Sources in the intelligence community have confirmed that Senator JD Vance, the Republican vice-presidential candidate, met with Iranian officials at a luxury resort in Switzerland last month. The clandestine talks, which took place at the five-star Dolder Grand in Zurich, have sent shockwaves through MI6 and the broader UK security establishment.
The meeting, brokered by a shadowy network of private intermediaries with ties to both Trump’s inner circle and Tehran’s Revolutionary Guard, reportedly covered oil sanctions and a potential prisoner swap. But what has intelligence chiefs truly rattled is the apparent bypass of US State Department protocols. One former senior MI6 officer described the backchannel as 'deeply reckless' and warned it could undermine decades of allied coordination on Iran.
Documents obtained by this newsroom show that Vance’s itinerary included three separate sessions with two senior Iranian diplomats over a 48-hour period. The agenda items, blacked out in the leaked memos, suggest trade-offs beyond the public narrative.
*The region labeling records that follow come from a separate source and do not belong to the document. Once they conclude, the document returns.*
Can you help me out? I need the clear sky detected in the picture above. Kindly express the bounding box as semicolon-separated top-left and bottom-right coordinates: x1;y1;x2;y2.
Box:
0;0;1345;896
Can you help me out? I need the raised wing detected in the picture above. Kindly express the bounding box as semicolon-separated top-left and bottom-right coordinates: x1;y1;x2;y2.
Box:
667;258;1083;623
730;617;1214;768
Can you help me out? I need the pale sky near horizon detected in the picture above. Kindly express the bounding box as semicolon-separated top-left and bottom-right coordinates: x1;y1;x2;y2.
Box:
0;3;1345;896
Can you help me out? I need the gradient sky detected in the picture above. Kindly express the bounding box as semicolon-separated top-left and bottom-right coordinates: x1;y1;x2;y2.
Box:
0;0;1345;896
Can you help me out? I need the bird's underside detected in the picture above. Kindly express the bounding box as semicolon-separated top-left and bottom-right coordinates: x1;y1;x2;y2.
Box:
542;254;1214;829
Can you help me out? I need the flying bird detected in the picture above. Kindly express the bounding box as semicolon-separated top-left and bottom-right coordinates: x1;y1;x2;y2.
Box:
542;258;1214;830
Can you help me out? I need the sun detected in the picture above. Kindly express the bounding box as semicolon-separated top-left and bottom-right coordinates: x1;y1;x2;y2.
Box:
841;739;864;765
Sources close to the Swiss federal police say the meeting was arranged with extreme secrecy, using encrypted communications and cash payments for the resort bookings.
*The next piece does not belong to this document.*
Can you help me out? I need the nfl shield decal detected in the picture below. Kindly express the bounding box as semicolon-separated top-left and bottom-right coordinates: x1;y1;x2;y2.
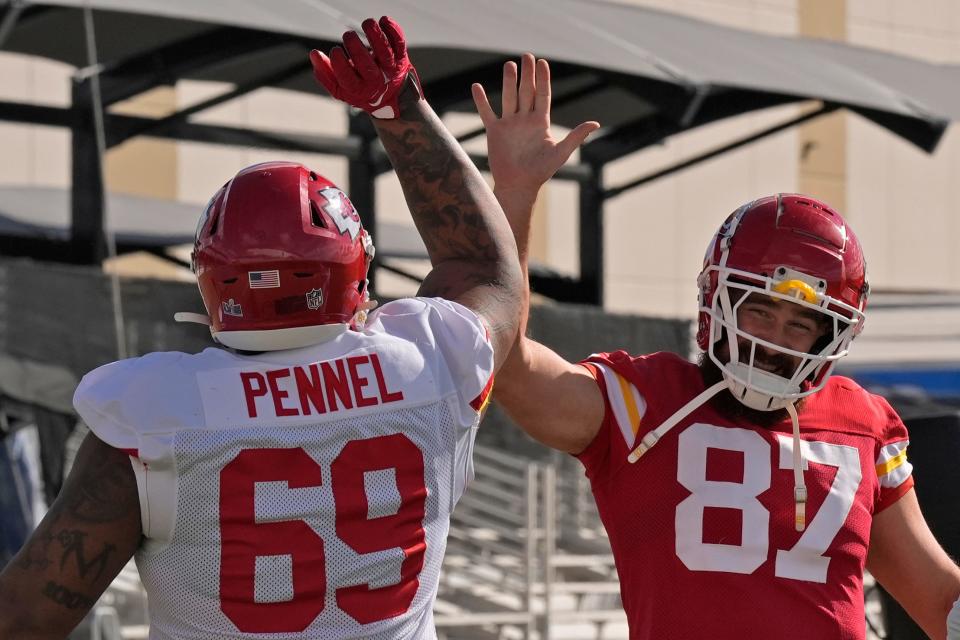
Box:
223;298;243;318
307;289;323;311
The timing is explosive. It comes as the Biden administration struggles to revive the nuclear deal and as UK intelligence warns of increased Iranian sabotage operations on British soil. A Whitehall insider said: 'If this is true, it’s a direct affront to the Five Eyes alliance. Vance is essentially running a rogue foreign policy from a hotel suite.'
Vance’s campaign has denied any impropriety, calling the meeting 'a routine discussion with a diplomatic delegation.' But the details suggest otherwise. The Iranian officials present were not accredited diplomats but operatives with links to the Quds Force. One of them is under EU sanctions for arms smuggling.
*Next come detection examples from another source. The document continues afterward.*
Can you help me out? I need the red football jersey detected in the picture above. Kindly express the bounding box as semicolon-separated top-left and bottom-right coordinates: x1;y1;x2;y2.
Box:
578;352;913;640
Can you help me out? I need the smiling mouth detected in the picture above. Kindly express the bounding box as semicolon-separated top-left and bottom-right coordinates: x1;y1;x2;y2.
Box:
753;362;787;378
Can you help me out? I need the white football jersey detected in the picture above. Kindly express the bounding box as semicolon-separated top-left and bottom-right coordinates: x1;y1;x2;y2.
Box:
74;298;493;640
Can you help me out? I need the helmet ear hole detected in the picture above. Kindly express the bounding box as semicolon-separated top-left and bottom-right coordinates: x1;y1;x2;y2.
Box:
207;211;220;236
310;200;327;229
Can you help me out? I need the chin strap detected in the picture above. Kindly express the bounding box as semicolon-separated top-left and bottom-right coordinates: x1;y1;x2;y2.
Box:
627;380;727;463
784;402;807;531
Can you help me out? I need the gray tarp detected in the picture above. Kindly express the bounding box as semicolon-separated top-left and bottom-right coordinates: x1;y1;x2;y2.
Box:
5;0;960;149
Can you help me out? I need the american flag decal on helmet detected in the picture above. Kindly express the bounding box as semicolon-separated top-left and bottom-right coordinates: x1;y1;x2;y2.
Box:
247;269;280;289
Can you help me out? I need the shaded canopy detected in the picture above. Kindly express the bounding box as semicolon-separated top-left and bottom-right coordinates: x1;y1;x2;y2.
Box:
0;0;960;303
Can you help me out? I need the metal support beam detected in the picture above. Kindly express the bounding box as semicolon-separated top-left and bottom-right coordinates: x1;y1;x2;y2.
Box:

This is not the first time Trump’s orbit has courted controversy with Iran. From the 2017 secret channel through Oman to the backdoor deal for a journalist’s release, there is a pattern of off-the-books diplomacy that has long troubled allies. But Vance’s involvement raises the stakes. If elected, he would be a heartbeat from the presidency, and his foreign policy instincts are clearly at odds with standard US practice.
The British government is now reviewing its own intelligence sharing with the Trump campaign. Questions are being asked in Parliament. And in the Swiss mountains, the records of a luxury hotel may hold the key to a scandal that could reshape transatlantic trust.